New Book Examines the Life of Black 1920s Auto Racing Trailblazer

Salem, OR — A new book out May 5, The Brown Bullet: Rajo Jack’s Drive to Intergrate Auto Racing (Chicago Review Press), tells the life story of an overlooked figure in auto racing history.

Award-winning journalist Bill Poehler shares details of Rajo Jack’s route to become a race car driver after shedding his given name of Dewey Gatson and leaving behind jobs as a carnival worker and auto parts salesman.

Born in racially segregated Tyler, Texas in 1905, Gatson headed at 15 to Portland, Oregon, where his mechanical skills caught the eye of the Rajo Motor Company.
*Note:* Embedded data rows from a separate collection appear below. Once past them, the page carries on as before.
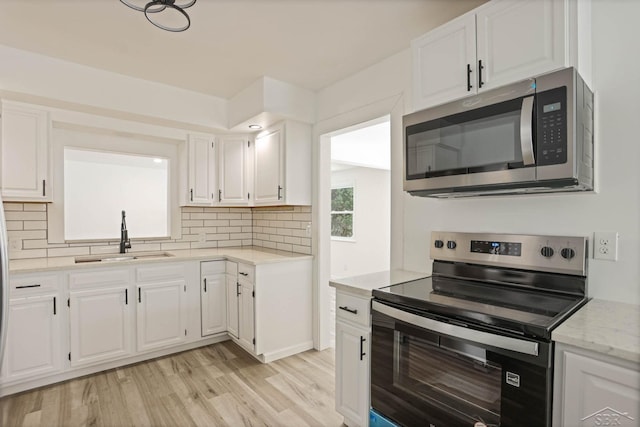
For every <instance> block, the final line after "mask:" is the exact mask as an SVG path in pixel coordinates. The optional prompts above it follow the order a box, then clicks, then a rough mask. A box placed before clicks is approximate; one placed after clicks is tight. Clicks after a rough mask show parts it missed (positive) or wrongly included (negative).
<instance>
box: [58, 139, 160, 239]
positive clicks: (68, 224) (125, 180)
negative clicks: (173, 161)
mask: <svg viewBox="0 0 640 427" xmlns="http://www.w3.org/2000/svg"><path fill="white" fill-rule="evenodd" d="M168 179H169V161H168V160H167V159H162V158H157V157H155V158H154V157H149V156H140V155H133V154H120V153H110V152H106V151H93V150H81V149H76V148H71V147H65V148H64V206H65V209H64V238H65V240H84V239H89V240H96V239H117V238H119V237H120V222H121V213H122V211H123V210H124V211H126V215H127V223H128V228H129V229H130V230H131V232H130V236H131V237H145V238H153V237H167V236H169V234H170V233H169V216H168V215H169V210H168V207H169V204H168V196H169V191H168V189H169V182H168Z"/></svg>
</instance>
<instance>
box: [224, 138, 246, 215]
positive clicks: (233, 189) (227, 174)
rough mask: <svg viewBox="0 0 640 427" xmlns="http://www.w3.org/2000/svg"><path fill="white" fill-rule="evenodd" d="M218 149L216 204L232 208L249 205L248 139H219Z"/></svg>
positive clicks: (241, 138) (231, 138)
mask: <svg viewBox="0 0 640 427" xmlns="http://www.w3.org/2000/svg"><path fill="white" fill-rule="evenodd" d="M218 149H219V152H218V154H219V156H218V157H219V159H220V162H219V165H220V173H219V188H218V195H217V196H218V202H219V203H220V204H222V205H234V206H242V205H247V204H249V188H248V185H247V172H248V171H247V152H248V149H249V140H248V138H246V137H242V136H236V137H223V138H220V142H219V144H218Z"/></svg>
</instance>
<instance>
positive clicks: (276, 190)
mask: <svg viewBox="0 0 640 427" xmlns="http://www.w3.org/2000/svg"><path fill="white" fill-rule="evenodd" d="M254 151H255V157H254V161H255V166H254V179H255V186H254V191H255V194H254V204H255V205H310V204H311V127H310V126H309V125H307V124H303V123H298V122H293V121H285V122H281V123H279V124H278V125H275V126H273V127H271V128H269V129H266V130H265V131H264V132H262V133H260V134H259V135H258V136H257V137H256V141H255V150H254Z"/></svg>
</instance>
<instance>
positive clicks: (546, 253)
mask: <svg viewBox="0 0 640 427" xmlns="http://www.w3.org/2000/svg"><path fill="white" fill-rule="evenodd" d="M540 254H541V255H542V256H543V257H545V258H551V257H552V256H553V248H550V247H549V246H543V247H542V249H540Z"/></svg>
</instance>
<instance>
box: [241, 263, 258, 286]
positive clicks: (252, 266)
mask: <svg viewBox="0 0 640 427" xmlns="http://www.w3.org/2000/svg"><path fill="white" fill-rule="evenodd" d="M254 275H255V269H254V268H253V266H252V265H249V264H242V263H238V278H240V279H244V280H246V281H248V282H250V283H254Z"/></svg>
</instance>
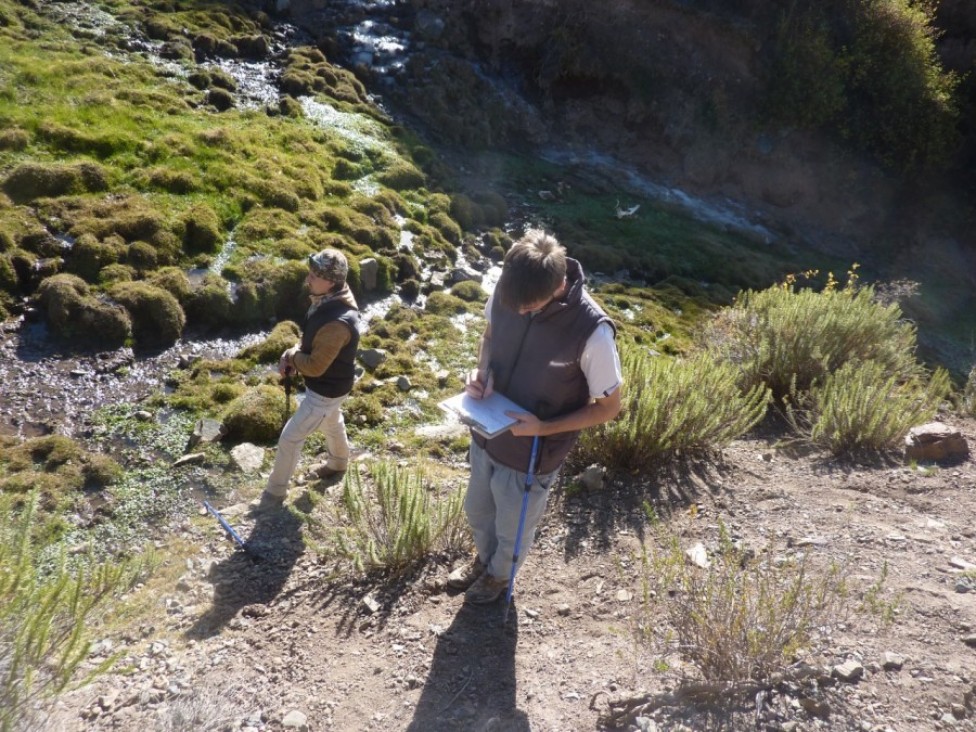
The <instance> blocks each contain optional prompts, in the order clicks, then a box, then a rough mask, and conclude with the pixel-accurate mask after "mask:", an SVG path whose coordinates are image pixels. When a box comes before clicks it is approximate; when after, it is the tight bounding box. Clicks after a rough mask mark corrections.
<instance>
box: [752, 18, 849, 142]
mask: <svg viewBox="0 0 976 732" xmlns="http://www.w3.org/2000/svg"><path fill="white" fill-rule="evenodd" d="M773 46H774V51H773V54H774V56H773V63H772V70H771V75H770V76H771V78H770V81H769V85H768V87H767V94H768V96H769V99H768V108H769V110H770V112H771V114H772V115H773V116H774V117H775V118H776V119H777V120H779V121H781V122H783V123H785V124H795V125H800V126H803V127H818V126H819V125H821V124H824V123H826V122H831V121H833V120H834V119H835V118H836V117H837V115H838V114H839V113H840V111H841V109H842V108H843V106H844V104H845V102H846V98H845V78H846V74H847V70H846V65H847V62H846V58H845V57H844V56H843V55H841V54H839V53H837V50H836V49H835V48H834V43H833V38H832V36H831V29H830V27H829V24H828V21H827V18H826V17H825V15H824V9H823V7H822V6H819V5H816V6H812V7H809V8H805V9H802V8H799V7H797V6H796V5H795V4H794V5H791V6H790V9H789V10H788V11H787V12H786V14H785V15H784V17H783V18H782V19H781V21H780V23H779V27H778V28H777V31H776V37H775V40H774V43H773Z"/></svg>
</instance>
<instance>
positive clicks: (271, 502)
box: [248, 491, 285, 516]
mask: <svg viewBox="0 0 976 732" xmlns="http://www.w3.org/2000/svg"><path fill="white" fill-rule="evenodd" d="M284 505H285V497H284V496H276V495H274V494H273V493H268V492H267V491H262V492H261V497H260V498H258V499H257V500H254V501H251V505H250V510H249V511H248V513H250V514H251V515H252V516H258V515H261V514H266V513H272V512H273V511H279V510H281V507H282V506H284Z"/></svg>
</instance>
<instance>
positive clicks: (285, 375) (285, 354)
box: [278, 345, 298, 376]
mask: <svg viewBox="0 0 976 732" xmlns="http://www.w3.org/2000/svg"><path fill="white" fill-rule="evenodd" d="M296 353H298V346H297V345H296V346H292V347H291V348H289V349H288V350H286V351H285V352H284V353H282V354H281V358H279V359H278V373H279V374H281V375H282V376H288V375H289V374H292V373H294V372H295V367H294V366H292V365H291V359H292V358H294V356H295V354H296Z"/></svg>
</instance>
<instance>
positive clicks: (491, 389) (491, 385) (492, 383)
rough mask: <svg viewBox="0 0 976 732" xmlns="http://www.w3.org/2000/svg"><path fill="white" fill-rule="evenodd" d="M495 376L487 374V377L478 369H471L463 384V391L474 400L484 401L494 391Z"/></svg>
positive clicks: (491, 374) (491, 373)
mask: <svg viewBox="0 0 976 732" xmlns="http://www.w3.org/2000/svg"><path fill="white" fill-rule="evenodd" d="M494 387H495V375H494V374H493V373H491V371H489V372H488V374H487V376H486V375H485V374H484V372H482V371H481V370H480V369H473V370H472V371H471V372H470V373H469V374H468V378H467V380H466V381H465V382H464V390H465V391H466V392H467V393H468V395H469V396H471V397H474V398H475V399H485V398H487V397H489V396H491V394H492V392H493V391H494V390H495V388H494Z"/></svg>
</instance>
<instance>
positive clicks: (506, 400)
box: [437, 391, 528, 439]
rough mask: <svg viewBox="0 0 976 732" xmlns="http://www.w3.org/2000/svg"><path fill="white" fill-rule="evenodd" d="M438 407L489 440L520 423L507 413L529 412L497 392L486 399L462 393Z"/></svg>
mask: <svg viewBox="0 0 976 732" xmlns="http://www.w3.org/2000/svg"><path fill="white" fill-rule="evenodd" d="M437 406H439V407H440V408H441V409H443V410H444V411H445V412H449V413H451V414H454V415H456V416H457V418H458V419H459V420H460V421H461V422H462V423H463V424H466V425H468V427H470V428H471V429H473V430H474V431H475V432H477V433H478V434H479V435H481V436H482V437H487V438H488V439H491V438H492V437H496V436H498V435H500V434H501V433H502V432H504V431H505V430H507V429H508V428H509V427H511V426H512V425H513V424H515V423H516V422H517V421H518V420H517V419H514V418H512V417H509V416H508V415H506V414H505V412H527V411H528V410H527V409H523V408H522V407H520V406H519V405H518V404H516V403H515V402H513V401H512V400H511V399H509V398H508V397H505V396H502V395H501V394H499V393H498V392H497V391H496V392H492V393H491V395H490V396H488V397H486V398H485V399H475V398H474V397H472V396H470V395H469V394H468V393H467V392H463V391H462V392H461V393H460V394H457V395H456V396H452V397H451V398H450V399H445V400H444V401H442V402H441V403H440V404H438V405H437Z"/></svg>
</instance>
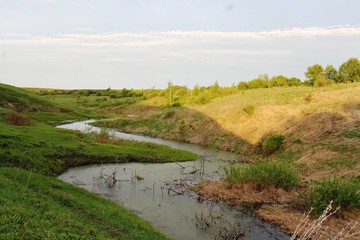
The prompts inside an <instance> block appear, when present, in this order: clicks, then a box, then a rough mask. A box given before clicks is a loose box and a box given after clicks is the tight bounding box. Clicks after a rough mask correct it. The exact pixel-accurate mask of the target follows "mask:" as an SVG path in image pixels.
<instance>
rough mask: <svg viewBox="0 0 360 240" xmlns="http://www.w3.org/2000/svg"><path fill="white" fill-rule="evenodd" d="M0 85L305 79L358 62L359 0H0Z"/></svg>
mask: <svg viewBox="0 0 360 240" xmlns="http://www.w3.org/2000/svg"><path fill="white" fill-rule="evenodd" d="M0 6H1V7H0V82H2V83H7V84H11V85H15V86H20V87H44V88H62V89H79V88H81V89H84V88H87V89H105V88H108V87H111V88H113V89H122V88H135V89H141V88H153V87H154V88H165V87H166V86H167V83H168V82H169V81H171V82H172V83H173V84H175V85H185V86H187V87H190V88H192V87H194V85H196V84H198V85H206V86H207V85H211V84H213V83H215V82H216V81H217V82H218V83H219V84H220V85H222V86H230V85H232V84H234V83H235V84H237V83H238V82H239V81H248V80H251V79H254V78H257V77H258V76H259V75H260V74H265V73H266V74H268V75H269V76H275V75H285V76H287V77H298V78H300V79H301V80H304V79H305V76H304V72H305V71H306V69H307V67H308V66H310V65H313V64H316V63H319V64H321V65H323V66H326V65H328V64H332V65H334V66H335V67H336V68H338V67H339V66H340V65H341V64H342V63H343V62H345V61H346V60H348V59H349V58H351V57H357V58H360V17H359V15H358V11H359V9H360V1H358V0H332V1H325V0H271V1H269V0H252V1H251V0H0Z"/></svg>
But the Contest Board of the American Automobile Association forbade African Americans from competing in sanctioned events, forcing Gatson to obscure his race. He posed as Portuguese and Native American, adopting pseudonyms including Jack DeSoto, Rajah Ramascus and the one he made famous, Rajo Jack.

He raced in independent “outlaw” events, where his skills and charisma attracted fans and established him as a one of the West Coast’s most popular drivers. He won more than 30 events in his career and changed the racing world by earning the respect and admiration of his white contemporaries. Despite his success against past and future Indy 500 winners, the AAA never allowed him to achieve his goal of competing in the iconic race.